The network sharing market in India got hotter today as Etisalat and Reliance Communications Ltd. announced an infrastructure sharing deal worth $2.2 billion. (See Reliance, Etisalat Share Towers.)
The companies claim it's the largest agreement of its kind in the country.
Etisalat DB, an Indian joint venture in which Etisalat holds a 49 percent stake, will use Reliance's towers and transmission infrastructure to roll out its new mobile network. Etisalat DB has licenses in 15 of India's 22 circles (service areas). (See A Guide to India's Telecom Market.)
For Reliance, the 10-year deal is worth $2.2 billion, according to the joint press release issued today.
In the world's fastest growing mobile market, new entrants are looking to speed network deployments and cut costs. And one way to achieve both is to use another operator's infrastructure, such as cell site towers. (See India Extends Network Sharing Rules, Indian Operators in Sharing Mood, and IndiaWatch: Towering Investments.)
India added 11.6 million wireless subscribers in the month of May, bringing the total to just more than 415 million, according to the Telecom Regulatory Authority of India (TRAI) . In April, 11.9 million subscribers were added in the country.

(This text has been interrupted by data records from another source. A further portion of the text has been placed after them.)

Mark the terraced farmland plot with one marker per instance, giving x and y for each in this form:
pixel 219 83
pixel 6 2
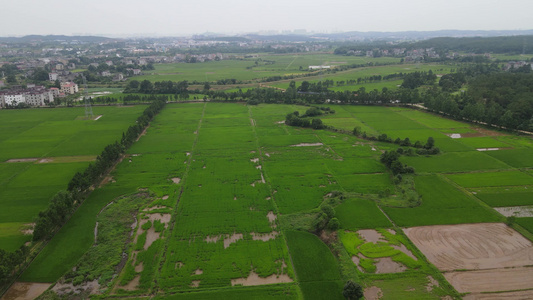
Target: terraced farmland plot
pixel 225 226
pixel 41 150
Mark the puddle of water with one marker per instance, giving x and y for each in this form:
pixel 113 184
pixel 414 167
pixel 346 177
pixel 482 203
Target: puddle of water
pixel 516 211
pixel 254 279
pixel 387 265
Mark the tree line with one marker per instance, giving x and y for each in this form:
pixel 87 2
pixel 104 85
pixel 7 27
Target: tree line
pixel 64 203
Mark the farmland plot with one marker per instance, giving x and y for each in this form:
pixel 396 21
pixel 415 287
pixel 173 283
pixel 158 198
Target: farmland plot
pixel 41 150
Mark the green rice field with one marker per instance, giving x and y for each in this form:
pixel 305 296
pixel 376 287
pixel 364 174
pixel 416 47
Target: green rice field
pixel 233 195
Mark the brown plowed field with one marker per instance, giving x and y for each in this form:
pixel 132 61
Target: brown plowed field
pixel 492 280
pixel 472 246
pixel 521 295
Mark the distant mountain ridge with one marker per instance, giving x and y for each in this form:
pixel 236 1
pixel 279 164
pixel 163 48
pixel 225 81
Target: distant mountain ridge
pixel 52 38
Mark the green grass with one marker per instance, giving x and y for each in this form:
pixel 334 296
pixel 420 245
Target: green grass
pixel 488 179
pixel 321 278
pixel 442 203
pixel 454 162
pixel 255 293
pixel 356 214
pixel 518 158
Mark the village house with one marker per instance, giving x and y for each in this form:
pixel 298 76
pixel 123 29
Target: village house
pixel 69 88
pixel 34 96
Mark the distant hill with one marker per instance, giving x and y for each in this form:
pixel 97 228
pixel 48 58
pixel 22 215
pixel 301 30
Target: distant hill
pixel 54 38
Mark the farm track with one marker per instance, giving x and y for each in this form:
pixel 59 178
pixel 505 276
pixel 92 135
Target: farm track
pixel 267 181
pixel 176 207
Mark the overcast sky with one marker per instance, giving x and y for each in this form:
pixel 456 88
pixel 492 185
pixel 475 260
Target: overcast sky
pixel 179 17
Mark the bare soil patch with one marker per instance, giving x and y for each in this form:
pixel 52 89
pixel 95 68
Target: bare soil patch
pixel 516 211
pixel 491 280
pixel 404 249
pixel 472 246
pixel 520 295
pixel 307 145
pixel 387 265
pixel 90 287
pixel 371 235
pixel 132 285
pixel 271 216
pixel 431 284
pixel 25 291
pixel 255 279
pixel 21 160
pixel 232 239
pixel 265 237
pixel 373 293
pixel 213 239
pixel 195 283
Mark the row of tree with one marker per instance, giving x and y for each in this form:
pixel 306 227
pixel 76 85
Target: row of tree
pixel 64 203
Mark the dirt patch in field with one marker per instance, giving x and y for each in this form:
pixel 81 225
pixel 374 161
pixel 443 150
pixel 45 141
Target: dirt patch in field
pixel 155 208
pixel 271 216
pixel 195 283
pixel 212 239
pixel 265 237
pixel 307 145
pixel 232 239
pixel 491 280
pixel 198 272
pixel 139 267
pixel 387 265
pixel 27 229
pixel 22 160
pixel 255 279
pixel 431 284
pixel 404 249
pixel 516 211
pixel 371 235
pixel 132 285
pixel 472 246
pixel 520 295
pixel 373 293
pixel 25 291
pixel 90 287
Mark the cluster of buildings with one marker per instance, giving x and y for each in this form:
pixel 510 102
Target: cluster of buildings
pixel 35 95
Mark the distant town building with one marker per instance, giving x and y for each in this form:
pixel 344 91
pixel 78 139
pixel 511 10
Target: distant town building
pixel 53 76
pixel 34 96
pixel 69 88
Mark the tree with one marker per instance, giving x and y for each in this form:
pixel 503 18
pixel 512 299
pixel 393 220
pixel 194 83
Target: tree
pixel 430 143
pixel 352 291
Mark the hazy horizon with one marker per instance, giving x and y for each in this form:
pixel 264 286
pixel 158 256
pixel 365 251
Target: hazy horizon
pixel 171 18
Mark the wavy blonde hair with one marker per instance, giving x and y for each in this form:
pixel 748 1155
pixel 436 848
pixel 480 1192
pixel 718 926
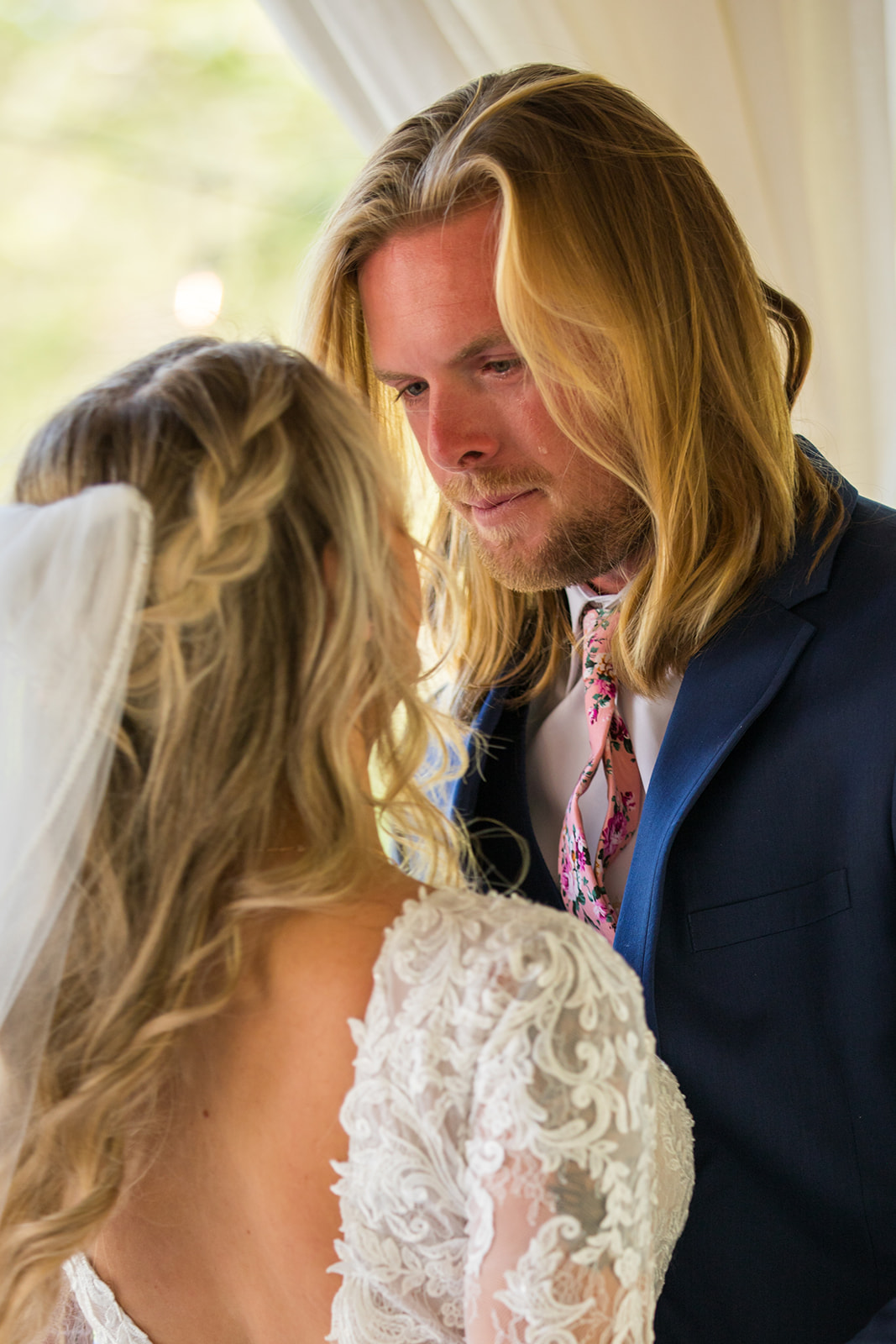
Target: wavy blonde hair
pixel 629 289
pixel 249 678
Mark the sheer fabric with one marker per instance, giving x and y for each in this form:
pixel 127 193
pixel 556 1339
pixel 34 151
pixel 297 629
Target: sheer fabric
pixel 73 577
pixel 520 1162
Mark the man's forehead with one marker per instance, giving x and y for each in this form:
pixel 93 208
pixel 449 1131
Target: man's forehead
pixel 493 339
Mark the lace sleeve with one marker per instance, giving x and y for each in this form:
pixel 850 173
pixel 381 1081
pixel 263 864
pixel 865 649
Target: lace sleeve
pixel 560 1156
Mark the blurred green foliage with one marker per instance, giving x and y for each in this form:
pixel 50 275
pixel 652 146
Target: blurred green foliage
pixel 141 140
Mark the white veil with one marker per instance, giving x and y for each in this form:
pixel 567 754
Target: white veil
pixel 73 578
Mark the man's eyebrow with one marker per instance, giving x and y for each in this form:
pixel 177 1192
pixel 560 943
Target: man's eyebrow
pixel 495 338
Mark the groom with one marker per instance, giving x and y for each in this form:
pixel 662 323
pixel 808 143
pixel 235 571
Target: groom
pixel 547 281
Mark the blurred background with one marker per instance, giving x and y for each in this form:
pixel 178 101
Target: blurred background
pixel 163 167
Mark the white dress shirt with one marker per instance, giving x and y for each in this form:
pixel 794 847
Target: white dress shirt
pixel 558 752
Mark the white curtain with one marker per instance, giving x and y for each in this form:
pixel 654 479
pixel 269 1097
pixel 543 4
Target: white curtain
pixel 788 101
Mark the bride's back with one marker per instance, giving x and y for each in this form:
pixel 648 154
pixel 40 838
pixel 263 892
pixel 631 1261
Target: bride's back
pixel 234 891
pixel 228 1236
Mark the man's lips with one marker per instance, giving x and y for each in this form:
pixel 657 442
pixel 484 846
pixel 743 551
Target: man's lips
pixel 496 503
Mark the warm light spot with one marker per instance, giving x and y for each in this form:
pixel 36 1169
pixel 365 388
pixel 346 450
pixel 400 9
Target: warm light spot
pixel 197 299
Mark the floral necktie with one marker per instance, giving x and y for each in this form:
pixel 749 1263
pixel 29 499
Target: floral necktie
pixel 580 879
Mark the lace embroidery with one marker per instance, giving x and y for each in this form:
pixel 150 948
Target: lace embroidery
pixel 520 1163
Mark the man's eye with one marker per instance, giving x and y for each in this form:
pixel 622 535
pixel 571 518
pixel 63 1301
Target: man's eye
pixel 411 391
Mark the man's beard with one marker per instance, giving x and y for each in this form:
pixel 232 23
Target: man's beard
pixel 594 542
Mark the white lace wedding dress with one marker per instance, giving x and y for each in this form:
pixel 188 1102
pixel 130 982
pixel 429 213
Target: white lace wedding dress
pixel 520 1163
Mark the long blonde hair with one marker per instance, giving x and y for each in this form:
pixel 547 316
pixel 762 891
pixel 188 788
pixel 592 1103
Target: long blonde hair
pixel 251 671
pixel 626 286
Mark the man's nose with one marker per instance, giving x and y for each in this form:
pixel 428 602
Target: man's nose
pixel 458 433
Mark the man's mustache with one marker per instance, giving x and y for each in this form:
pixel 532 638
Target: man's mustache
pixel 488 484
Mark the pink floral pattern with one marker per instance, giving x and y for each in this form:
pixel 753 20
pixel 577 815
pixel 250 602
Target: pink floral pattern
pixel 580 877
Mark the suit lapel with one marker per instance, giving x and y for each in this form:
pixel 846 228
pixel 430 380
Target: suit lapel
pixel 726 689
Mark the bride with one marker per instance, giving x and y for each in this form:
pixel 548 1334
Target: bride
pixel 217 994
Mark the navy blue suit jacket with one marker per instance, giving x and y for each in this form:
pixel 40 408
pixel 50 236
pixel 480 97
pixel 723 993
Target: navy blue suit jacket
pixel 761 916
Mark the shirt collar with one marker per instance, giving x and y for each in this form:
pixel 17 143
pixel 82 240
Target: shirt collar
pixel 579 596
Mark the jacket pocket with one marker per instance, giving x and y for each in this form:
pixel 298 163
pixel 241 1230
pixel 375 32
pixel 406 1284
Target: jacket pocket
pixel 794 907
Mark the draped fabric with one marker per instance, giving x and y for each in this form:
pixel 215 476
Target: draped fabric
pixel 788 102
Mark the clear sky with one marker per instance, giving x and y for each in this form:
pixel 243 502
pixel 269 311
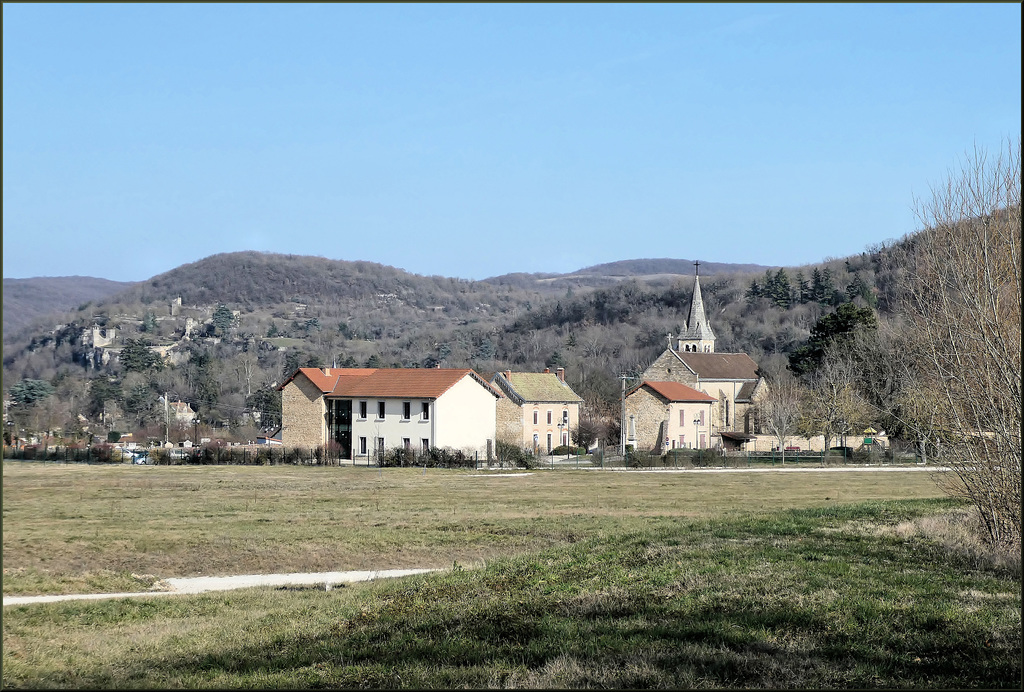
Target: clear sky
pixel 475 140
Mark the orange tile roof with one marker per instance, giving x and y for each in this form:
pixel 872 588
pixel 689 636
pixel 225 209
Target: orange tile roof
pixel 420 383
pixel 676 391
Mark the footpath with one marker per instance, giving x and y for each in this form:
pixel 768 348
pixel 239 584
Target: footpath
pixel 200 585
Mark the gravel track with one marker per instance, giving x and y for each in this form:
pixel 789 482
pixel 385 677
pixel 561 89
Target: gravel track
pixel 202 585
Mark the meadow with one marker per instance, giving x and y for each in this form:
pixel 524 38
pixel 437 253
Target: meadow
pixel 557 578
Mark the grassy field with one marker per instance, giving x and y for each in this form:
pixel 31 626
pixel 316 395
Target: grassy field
pixel 563 579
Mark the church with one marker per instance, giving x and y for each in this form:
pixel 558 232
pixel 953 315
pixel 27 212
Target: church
pixel 731 379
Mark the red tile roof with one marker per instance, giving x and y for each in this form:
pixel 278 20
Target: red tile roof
pixel 425 383
pixel 720 365
pixel 676 391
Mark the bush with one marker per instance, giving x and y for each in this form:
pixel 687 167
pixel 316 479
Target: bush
pixel 508 452
pixel 639 460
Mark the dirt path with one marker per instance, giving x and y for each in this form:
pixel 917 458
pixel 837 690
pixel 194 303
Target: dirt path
pixel 200 585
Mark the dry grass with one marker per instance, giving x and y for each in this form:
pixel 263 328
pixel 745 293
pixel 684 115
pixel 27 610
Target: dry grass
pixel 88 528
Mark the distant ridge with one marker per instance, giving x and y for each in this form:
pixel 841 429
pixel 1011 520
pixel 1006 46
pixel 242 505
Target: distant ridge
pixel 643 267
pixel 26 300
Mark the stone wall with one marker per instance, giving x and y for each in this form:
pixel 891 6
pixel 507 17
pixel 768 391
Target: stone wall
pixel 303 414
pixel 648 411
pixel 510 428
pixel 669 369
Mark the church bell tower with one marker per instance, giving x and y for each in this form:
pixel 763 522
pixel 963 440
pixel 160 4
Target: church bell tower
pixel 698 337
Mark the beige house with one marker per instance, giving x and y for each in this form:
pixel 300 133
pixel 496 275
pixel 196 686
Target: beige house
pixel 367 409
pixel 731 379
pixel 665 416
pixel 539 409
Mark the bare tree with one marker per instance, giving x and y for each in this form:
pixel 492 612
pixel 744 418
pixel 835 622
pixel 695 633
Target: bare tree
pixel 779 411
pixel 963 300
pixel 834 406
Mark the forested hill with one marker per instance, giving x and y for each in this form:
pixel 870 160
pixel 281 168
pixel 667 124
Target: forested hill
pixel 26 300
pixel 245 319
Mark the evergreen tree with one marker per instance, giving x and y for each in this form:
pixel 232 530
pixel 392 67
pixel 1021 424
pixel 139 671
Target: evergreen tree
pixel 222 318
pixel 802 290
pixel 136 356
pixel 28 392
pixel 835 327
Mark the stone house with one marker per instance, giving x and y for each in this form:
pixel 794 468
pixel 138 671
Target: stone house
pixel 366 409
pixel 665 416
pixel 538 409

Etisalat DB (which was formerly known as Swan Telecom), is one of six new entrants in India's telecom market that are looking to profit from the surge in mobile growth in the country. (See Telecom Market Spotlight: Middle East, Swan Telecom Renamed, and Swan Buys Some Reach.)
The deal with Reliance may be the largest such sharing arrangement, but it's not the first. Norway's Telenor Group (Nasdaq: TELN) was the latest operator to announce a tower sharing deal earlier this year for its Indian startup, Unitech Wireless. (See Unitech Shares Towers and Telenor Takes Mobile Stake in India.)